No surprise, considering the nature of this web site and it’s ever-expanding lists of kits, I love lists. I especially love literary lists and movie lists — or should I say lists of “films.” So, when I was perusing my Reader this week, I was thrilled to find the New York Times Book Review’s Top Ten Books of 2007 – 5 fiction and 5 nonfiction titles — a sneak preview of their top 100 books of the year. I was even more excited to see that I had only read one — Out Stealing Horses by Per Petterson — and immediately logged into my library site to begin requesting. Most had a short waiting list, and I had actually already requested Tree of Smoke. But the ever-present question arose… Who’s doing the picking and what criteria are they using?

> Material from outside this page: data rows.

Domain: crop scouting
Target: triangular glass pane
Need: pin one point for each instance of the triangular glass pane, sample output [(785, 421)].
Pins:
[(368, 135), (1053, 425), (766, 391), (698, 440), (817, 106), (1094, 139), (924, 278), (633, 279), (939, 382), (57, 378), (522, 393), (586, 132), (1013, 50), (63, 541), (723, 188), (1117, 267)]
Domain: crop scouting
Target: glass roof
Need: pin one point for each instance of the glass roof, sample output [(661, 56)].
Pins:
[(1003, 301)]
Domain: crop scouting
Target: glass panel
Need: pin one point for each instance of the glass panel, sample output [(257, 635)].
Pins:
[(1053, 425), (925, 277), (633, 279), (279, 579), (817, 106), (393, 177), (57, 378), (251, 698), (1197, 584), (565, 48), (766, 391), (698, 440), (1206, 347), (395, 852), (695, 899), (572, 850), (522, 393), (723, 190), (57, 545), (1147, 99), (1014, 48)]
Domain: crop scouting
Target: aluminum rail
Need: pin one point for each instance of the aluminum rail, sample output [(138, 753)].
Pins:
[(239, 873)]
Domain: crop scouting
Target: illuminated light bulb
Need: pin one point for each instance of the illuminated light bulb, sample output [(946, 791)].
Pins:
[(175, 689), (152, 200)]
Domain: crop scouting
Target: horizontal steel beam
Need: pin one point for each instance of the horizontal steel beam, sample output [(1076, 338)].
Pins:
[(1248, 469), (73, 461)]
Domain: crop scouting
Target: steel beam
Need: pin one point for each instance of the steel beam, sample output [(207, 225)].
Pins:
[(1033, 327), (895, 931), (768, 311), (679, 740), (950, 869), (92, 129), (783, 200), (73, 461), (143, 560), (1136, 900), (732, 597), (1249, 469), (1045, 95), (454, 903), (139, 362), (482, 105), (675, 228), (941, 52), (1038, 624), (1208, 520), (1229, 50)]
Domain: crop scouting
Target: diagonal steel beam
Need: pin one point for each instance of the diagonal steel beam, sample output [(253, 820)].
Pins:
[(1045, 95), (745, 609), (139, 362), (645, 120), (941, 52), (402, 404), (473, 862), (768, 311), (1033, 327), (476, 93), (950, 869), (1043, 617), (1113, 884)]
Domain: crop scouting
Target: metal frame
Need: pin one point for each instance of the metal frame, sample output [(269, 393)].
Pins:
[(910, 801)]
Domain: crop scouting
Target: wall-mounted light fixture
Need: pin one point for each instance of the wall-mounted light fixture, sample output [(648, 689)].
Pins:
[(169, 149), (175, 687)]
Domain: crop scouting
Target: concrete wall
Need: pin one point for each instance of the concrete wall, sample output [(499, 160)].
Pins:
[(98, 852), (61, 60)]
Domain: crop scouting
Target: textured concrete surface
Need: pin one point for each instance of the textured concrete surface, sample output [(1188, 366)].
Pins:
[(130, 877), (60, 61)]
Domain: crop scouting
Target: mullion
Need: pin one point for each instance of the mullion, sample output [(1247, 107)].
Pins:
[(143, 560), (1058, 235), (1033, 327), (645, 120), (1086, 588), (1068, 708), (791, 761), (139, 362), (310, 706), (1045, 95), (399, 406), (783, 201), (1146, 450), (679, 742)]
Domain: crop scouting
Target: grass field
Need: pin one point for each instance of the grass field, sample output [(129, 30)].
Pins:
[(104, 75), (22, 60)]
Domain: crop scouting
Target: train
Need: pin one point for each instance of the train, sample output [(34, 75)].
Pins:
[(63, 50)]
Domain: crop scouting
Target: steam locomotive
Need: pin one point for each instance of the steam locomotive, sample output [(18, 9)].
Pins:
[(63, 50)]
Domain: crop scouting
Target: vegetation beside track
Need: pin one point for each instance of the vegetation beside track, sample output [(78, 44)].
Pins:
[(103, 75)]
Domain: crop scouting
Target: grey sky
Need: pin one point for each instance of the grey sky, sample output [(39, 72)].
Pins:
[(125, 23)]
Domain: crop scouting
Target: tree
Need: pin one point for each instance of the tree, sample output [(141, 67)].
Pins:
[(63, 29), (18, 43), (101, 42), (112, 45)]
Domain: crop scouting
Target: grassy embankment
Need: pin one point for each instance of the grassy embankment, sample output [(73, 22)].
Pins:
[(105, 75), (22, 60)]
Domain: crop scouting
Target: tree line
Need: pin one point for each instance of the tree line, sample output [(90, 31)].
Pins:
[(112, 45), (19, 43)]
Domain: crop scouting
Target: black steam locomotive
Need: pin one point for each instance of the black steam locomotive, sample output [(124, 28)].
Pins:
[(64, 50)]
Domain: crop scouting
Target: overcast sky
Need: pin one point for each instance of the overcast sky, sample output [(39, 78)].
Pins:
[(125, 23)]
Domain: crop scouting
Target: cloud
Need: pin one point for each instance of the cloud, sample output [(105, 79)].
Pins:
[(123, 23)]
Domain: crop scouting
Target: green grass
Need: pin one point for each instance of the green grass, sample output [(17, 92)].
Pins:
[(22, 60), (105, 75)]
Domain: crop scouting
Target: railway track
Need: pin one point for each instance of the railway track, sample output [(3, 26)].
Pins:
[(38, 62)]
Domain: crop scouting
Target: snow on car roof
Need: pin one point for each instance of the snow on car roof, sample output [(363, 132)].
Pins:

Well, according to The Elegant Variation, these two questions have prompted the National Book Critics Circle to begin their own list of recommendations, based on what writers and critics are recommending to each other. Here is an excerpt of why according to NBCC President John Freeman:
“What if a best seller’s list was made up of books people read rather than books they simply bought? What if it was a list of books you just had to read rather than books that were just good reads. And what if the matrix for recommending those books wasn’t cash-registers, but the opinion of award-winning poets, novelists, biographers, novelists, critics and readers? These are the utopian ideas that prompted the National Book Critics Circle to create a monthly Best Recommended List. Polling our 800 members, as well as the former finalists and winners of our book prize, we asked, What 2007 books have you read that you have truly loved?”
Sounds great, doesn’t it? A sampling of the judges’ thoughts and selections can be found at Critical Mass. Seriously, with judges like John Updike, Carolyn Forche, Anne Tyler, Jane Smiley — to name only a few of the 500 — the list should be interesting! Cross-referencing the NBCC’s list with the NYT’s list, I found Out Stealing Horses and Tree of Smoke, and then three more titles to add to my library list…

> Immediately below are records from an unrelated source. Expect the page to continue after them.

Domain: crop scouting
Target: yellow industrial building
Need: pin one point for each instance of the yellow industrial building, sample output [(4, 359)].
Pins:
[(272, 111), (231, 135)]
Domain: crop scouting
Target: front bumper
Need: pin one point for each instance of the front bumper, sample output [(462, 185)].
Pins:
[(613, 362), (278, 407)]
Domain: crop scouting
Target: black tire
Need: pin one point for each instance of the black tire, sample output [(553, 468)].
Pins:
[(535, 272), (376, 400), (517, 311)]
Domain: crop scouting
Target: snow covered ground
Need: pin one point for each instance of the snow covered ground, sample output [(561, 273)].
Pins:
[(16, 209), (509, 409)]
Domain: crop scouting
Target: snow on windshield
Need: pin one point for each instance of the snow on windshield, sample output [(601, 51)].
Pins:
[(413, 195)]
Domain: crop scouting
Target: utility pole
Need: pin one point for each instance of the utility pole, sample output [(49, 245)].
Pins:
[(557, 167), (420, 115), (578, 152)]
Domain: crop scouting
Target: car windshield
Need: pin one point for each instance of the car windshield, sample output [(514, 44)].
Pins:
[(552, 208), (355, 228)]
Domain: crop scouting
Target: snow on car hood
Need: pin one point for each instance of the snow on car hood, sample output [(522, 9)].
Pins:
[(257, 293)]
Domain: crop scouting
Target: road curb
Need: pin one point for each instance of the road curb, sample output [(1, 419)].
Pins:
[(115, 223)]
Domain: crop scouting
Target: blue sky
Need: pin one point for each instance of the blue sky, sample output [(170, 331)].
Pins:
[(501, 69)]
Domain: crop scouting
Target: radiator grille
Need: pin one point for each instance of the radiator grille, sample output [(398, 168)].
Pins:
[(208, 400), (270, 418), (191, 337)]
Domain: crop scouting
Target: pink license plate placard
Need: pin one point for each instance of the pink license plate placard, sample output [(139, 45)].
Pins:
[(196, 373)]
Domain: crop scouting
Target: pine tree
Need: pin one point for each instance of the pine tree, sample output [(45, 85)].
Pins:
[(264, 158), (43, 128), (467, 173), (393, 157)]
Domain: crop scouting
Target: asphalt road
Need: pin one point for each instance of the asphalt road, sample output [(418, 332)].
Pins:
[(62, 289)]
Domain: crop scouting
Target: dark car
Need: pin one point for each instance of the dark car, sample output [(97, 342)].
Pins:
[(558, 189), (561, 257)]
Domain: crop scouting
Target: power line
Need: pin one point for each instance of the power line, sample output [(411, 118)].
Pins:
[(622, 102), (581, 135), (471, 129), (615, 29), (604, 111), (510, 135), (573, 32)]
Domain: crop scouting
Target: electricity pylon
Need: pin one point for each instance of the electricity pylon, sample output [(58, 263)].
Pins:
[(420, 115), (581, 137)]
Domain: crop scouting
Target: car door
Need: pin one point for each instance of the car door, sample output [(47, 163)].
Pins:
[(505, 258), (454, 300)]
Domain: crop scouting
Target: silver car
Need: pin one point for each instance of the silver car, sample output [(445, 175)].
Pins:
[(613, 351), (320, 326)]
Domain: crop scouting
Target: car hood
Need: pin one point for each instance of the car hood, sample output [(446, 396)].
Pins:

And, by the way, when I asked Paper Cuts how the books were selected, within an hour Dwight Garner replied with the following:
“Yes: the arguments can get intense, in a big way. The Book Review’s top editors choose the 10 from the list of 100 Notable Books we compile each year. First we read and re-read, for many weeks. We sit in a room and argue it out, first to pick those 100 … and then, more agonizingly, to whittle it down to the 10. Frequently, one of us would hand a book to a colleague and say: “Here, go read X again overnight and tell me it’s not better than Y.” Not all of my personal X’s made this list – but then, all of no one’s did. I am happy about some of the dark horses here, like the funny, flinty “Little Heathens.” Where did *that* come from? What a joy.”